Buffer exchange protocol: The main process orchestrates buffer setup between children via a control channel (SOCK_SEQPACKET + SCM_RIGHTS for passing memfd/eventfd file descriptors):
- Main tells Child A: "create an ingress buffer for Child B" (
GetBuffer) - Child A creates the ring buffer and returns the FDs — memfd, data eventfd, space eventfd (
BufferReady) - Main forwards those FDs to Child B as an egress target (
PutBuffer) - Child B can now write frames directly into Child A's memory -- no copies through the main process
Sandboxing: The daemon runs in a multi-layer sandbox applied at startup (before any async runtime or threads):
| Layer | Mechanism | Effect |
|---|---|---|
| User namespace | CLONE_NEWUSER |
Unprivileged outside, appears as UID 0 inside |
| PID namespace | CLONE_NEWPID |
Main is PID 1; children invisible to host |
| Mount namespace | CLONE_NEWNS + pivot_root |
Minimal tmpfs root: /config, /dev (null/zero/urandom), /proc, /tmp |
| IPC namespace | CLONE_NEWIPC |
Isolated System V IPC |
| Network namespace | CLONE_NEWNET |
No interfaces; communication only via inherited FDs |
| Seccomp (main) | BPF whitelist | Allows fork, socket creation, inotify for config watching |
| Seccomp (child) | Tighter BPF whitelist | No fork, no socket creation, no file open; applied after vhost setup |
Seccomp modes: --seccomp-mode=kill (default), trap (SIGSYS for debugging), log, disabled.

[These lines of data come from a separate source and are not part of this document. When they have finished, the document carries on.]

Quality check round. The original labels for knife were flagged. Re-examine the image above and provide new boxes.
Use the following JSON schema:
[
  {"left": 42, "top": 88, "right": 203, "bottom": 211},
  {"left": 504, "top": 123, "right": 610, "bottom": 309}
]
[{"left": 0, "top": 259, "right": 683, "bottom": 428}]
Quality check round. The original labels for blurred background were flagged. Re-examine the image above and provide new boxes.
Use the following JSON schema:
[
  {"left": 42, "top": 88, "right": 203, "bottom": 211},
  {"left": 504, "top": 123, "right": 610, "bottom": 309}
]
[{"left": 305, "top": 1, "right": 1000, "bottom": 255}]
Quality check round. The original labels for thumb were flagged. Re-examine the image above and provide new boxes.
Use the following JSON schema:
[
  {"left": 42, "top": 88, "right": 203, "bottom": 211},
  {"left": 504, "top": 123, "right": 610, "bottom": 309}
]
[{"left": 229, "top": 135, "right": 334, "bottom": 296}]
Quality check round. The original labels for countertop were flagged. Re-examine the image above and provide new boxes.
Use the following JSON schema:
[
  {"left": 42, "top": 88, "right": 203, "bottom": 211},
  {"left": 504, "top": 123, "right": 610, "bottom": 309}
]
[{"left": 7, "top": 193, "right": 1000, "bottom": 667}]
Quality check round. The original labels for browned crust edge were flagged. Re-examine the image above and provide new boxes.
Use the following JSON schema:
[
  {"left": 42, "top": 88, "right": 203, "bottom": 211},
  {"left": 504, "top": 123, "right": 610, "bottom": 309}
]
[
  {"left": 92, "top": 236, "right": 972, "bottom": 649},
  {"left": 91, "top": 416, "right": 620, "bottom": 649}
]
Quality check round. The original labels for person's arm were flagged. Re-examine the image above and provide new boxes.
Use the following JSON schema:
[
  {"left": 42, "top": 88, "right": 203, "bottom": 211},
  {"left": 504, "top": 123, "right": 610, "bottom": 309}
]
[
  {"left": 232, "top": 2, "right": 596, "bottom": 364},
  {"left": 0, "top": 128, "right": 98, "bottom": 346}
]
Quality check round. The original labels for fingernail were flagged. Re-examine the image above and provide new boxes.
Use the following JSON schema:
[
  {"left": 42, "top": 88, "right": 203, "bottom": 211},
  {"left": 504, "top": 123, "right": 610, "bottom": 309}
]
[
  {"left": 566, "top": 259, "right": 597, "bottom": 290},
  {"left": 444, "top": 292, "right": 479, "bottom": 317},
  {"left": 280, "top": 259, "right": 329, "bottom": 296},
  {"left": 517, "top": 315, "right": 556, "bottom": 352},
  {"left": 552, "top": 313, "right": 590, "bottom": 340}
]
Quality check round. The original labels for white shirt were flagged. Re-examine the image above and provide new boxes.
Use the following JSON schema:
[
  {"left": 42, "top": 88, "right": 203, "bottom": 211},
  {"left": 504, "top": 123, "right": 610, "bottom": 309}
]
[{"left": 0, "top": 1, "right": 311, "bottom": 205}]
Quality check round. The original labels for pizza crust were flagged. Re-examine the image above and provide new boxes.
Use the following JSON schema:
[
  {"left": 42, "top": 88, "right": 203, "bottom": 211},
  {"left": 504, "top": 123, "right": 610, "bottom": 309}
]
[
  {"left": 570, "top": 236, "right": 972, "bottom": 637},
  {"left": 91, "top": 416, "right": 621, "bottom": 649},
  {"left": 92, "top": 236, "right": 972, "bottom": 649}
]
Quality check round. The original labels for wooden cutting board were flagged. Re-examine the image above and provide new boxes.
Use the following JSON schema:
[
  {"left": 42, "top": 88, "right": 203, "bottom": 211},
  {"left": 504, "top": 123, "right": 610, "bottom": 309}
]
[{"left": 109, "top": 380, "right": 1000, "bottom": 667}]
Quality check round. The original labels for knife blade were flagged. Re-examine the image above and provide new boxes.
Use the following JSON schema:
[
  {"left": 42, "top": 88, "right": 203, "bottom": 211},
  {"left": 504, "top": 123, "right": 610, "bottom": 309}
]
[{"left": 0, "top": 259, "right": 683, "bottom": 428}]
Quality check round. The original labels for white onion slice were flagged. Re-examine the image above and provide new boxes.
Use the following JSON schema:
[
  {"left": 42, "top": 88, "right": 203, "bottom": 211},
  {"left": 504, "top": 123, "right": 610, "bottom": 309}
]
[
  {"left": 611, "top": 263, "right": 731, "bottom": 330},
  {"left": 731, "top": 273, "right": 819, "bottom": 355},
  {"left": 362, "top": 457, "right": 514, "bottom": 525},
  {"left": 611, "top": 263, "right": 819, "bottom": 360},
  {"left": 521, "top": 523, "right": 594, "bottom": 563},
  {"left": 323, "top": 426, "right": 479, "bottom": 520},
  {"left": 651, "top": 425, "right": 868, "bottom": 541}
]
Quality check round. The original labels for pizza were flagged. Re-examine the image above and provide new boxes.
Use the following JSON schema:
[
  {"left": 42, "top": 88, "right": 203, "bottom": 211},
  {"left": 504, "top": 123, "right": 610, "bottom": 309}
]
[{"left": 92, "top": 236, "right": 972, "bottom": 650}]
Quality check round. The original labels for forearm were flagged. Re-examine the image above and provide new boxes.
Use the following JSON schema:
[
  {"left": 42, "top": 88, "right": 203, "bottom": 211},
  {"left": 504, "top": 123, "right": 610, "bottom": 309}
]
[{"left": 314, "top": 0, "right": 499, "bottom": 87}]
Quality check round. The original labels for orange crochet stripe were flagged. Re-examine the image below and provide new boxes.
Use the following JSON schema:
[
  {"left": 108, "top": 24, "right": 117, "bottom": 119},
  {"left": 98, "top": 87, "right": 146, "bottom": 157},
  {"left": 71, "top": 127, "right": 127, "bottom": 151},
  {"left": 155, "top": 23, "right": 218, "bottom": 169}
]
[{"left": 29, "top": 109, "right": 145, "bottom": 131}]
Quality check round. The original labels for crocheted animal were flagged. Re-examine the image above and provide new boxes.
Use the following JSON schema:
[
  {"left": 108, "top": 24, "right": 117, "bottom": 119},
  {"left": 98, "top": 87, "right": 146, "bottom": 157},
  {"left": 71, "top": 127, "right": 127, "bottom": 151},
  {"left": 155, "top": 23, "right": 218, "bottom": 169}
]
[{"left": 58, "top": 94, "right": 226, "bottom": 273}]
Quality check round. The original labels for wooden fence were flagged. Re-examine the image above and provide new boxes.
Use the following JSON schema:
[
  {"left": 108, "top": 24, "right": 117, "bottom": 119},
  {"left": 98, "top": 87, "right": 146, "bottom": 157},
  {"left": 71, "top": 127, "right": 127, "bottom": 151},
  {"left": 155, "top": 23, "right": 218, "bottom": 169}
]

Disable sandboxing for debugging with --no-sandbox and --seccomp-mode=disabled.
CLI:
vm-switch [OPTIONS]
Options:
-n, --name <NAME> Network name (used in worker process titles)
-d, --config-dir <PATH> Config/MAC file directory [default: /run/vm-switch]
--log-level <LEVEL> error, warn, info, debug, trace [default: warn]
--buffer-size <SIZE> Ring buffer data region size [default: 256k]
--fq-codel-target <DUR> CoDel target sojourn time [default: 5ms]
--fq-codel-interval <DUR> CoDel measurement interval [default: 100ms]
--fq-codel-limit <SIZE> Hard byte limit per-peer FQ-CoDel queue [default: 2m]
--fq-codel-quantum <SIZE> DRR quantum in bytes per round per flow [default: 1514]
--quiet Suppress all log output
--no-sandbox Disable namespace sandboxing
--seccomp-mode <MODE> kill, trap, log, disabled [default: kill]
Worker processes set their title to vm-switch(<name>): <vm> so they are identifiable in ps and top.